CIO

How NOT to interview a system administrator

Sysadmin horror stories from the frontline

In a Reddit group for system administrators last month, a user posted a question: What's the hardest you've ever noped out of an interview?

What followed was a string of confessionals and horror stories about some truly awful interview experiences from which the authors simply ran to the hills.

Here are some of the worst.

Is this hypothetical or?

One respondent – Life_is_an_RPG – said they had gone for an interview at a small start-up for a Linux sysadmin position.

“About 10 minutes into the interview, the manager starts asking some very detailed questions about how I would troubleshoot a hardware issue. I give him my spiel on my troubleshooting methodology and then, being a PC hardware guru, I start throwing out possible solutions. The whole time, the manager is taking notes as fast as he can write. I stopped mid-sentence and ask point blank, ‘Is this a hypothetical problem with no defined answer or something you're actually experiencing?’

“Sheepishly, the manager admitted it was a problem they were currently experiencing. The system had been barely usable for weeks and they couldn't afford a technical support contract to get help from the vendor.”

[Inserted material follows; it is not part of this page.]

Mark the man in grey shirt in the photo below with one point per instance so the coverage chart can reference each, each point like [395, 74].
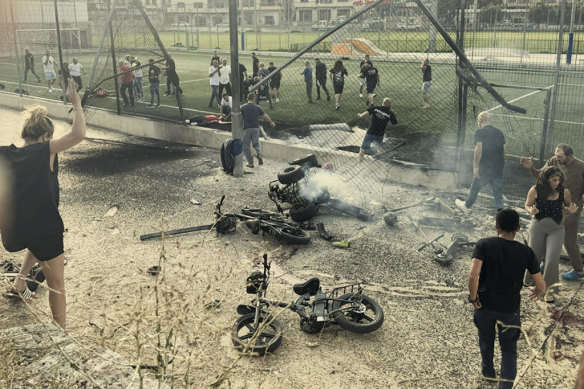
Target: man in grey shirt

After the HR person in the room fumbled for an answer about whether the position actually existed, the respondent “told them I don't work for free and left”.

Not a big believer

Redditor temproart recounted this exchange from their nightmare interview:

CTO: Yeah I'm not really a big believer in virtualisation.

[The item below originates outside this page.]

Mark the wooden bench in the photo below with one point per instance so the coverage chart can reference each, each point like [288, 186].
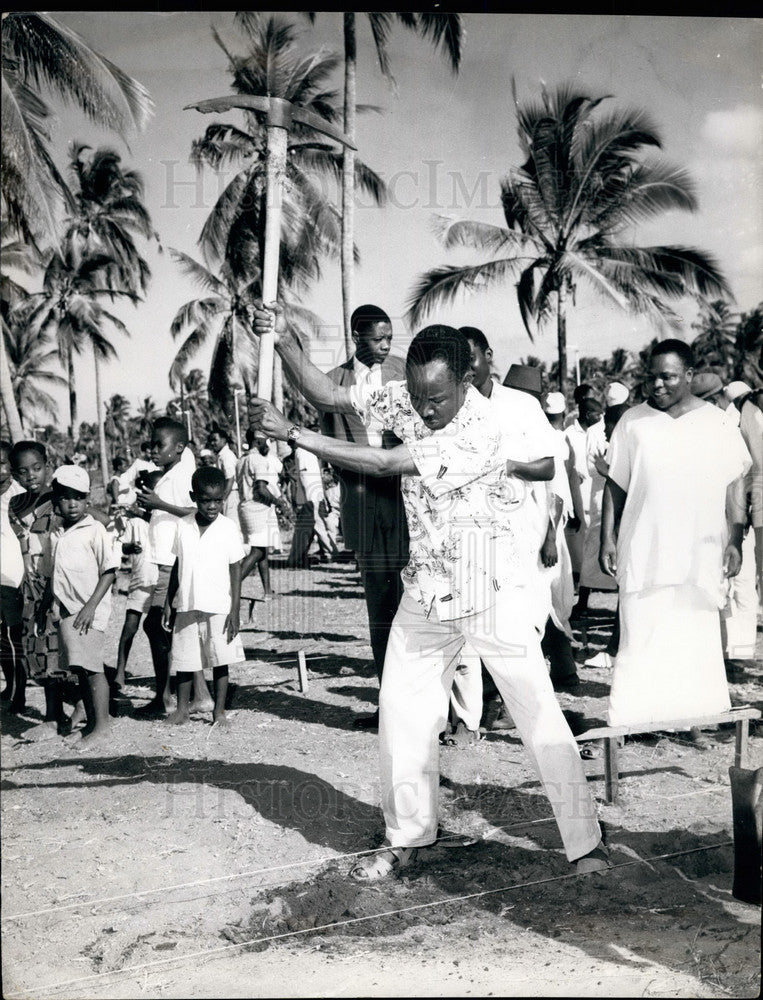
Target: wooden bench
[610, 736]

CTO: *stares me down to see my reaction*

Me: *laughs nervously* hahaha you got me *laughs nervously*

CTO: Yeah, just not a fan of the performance hit.

Me: Okayyyy then...

Mike doesn’t know

Respondent Wargala described how they went to an interview with the company chief and a woman from the HR department.

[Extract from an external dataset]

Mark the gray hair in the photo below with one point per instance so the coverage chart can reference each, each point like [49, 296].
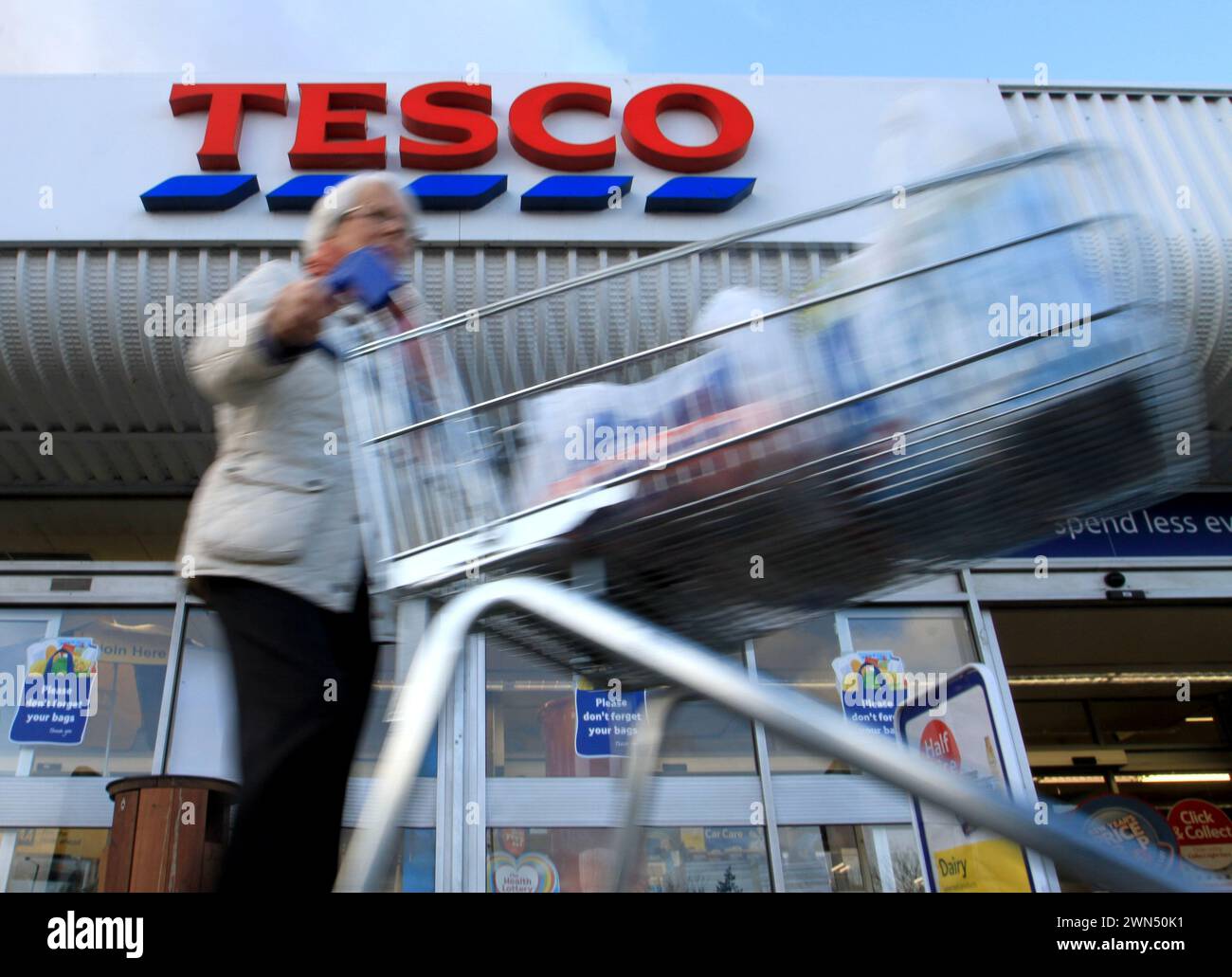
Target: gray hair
[327, 212]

“Boss is asking me a bunch of questions, and he says: ‘I'm sorry, you just don't sound like an IT Director’ (at the time I wasn't close to that). I said: ‘What are you talking about? I thought this was an interview for a sysadmin job’.

“He looks confused, so I pull out the job description from my bag, and show him. He becomes instantly red faced, and says to the HR lady: ‘This isn't the job I asked you to post. That job is for Mike who hasn't left the company yet, and doesn't know it yet’.

“The most awkward silence I've felt in an interview in decades settles in.”

I prefer Matthew

Redditor so_much_reddit_T-T posted that they have a name that is easily and commonly shortened, but that they go by the longer version.

“For this story, we’ll pretend my name is Matthew,” they wrote.

They go into the interview room and sit across the table from their recruiter, HR representative and the company IT director.

“Them: So tell us about yourself.

Me: Well I’m Matthew, and <my background here>.

IT Director: Awesome Matt! You do go by Matt right?

Me: Well honestly, I really prefer Matthew.

ITD: Well I’m going to call you Matt. If you’re going to work here, you need to learn to be flexible and live outside your comfort zone.”

‘Matthew’ was understandably not impressed.

“At that point I stood up and turned to HR and the recruiter and said: ‘I’m sorry, if my boss won’t even use the name I prefer, this isn’t the place for me. Could you kindly show me out?’ Needless to say, that was the end of that.”

C’thulu in the server room

Redditor rabid_mermaid recounted their story of getting a shock in a company’s server room.

They said they opened the door to see “C'thulu himself rising from the depths, His ethernet appendages reaching for my throatCables everywhere. Across the floor, strung up like spider webs, fraying in the middle. And from an IT company nonetheless! You couldn't walk more than two feet into the room without having to duck. They clearly just didn't give a crap.”

Money for misery

Redditor Spamburger_Hamburger told the story of an interview with a company’s CTO, IT manager and three engineers whose team they would be joining.

Those engineers “all looked miserable” they recalled.

“I always ask current employees what's their favourite thing or what they like about working there. Their answers were vague and felt forced.

“I got a tour of the offices, datacentre, and warehouse and every employee looked like they were indentured servants. It was the saddest corporate environment I'd ever been in. After the tour I told them I was no longer interested, thanked them for their time and left. No amount of money is worth being as miserable as those people looked.”

Lottery loser

Ragnarok189 described how they were once flown out to a company’s headquarters for a couple of days of meeting the team, management interviews and tours of the offices.

“At the end of the second day, the team, in front of me, draws a lottery, and the loser had to be the one to take me out to dinner that evening!”

As one Redditor summarised all the assorted tales: “TL;DR Don’t apply for an IT job.”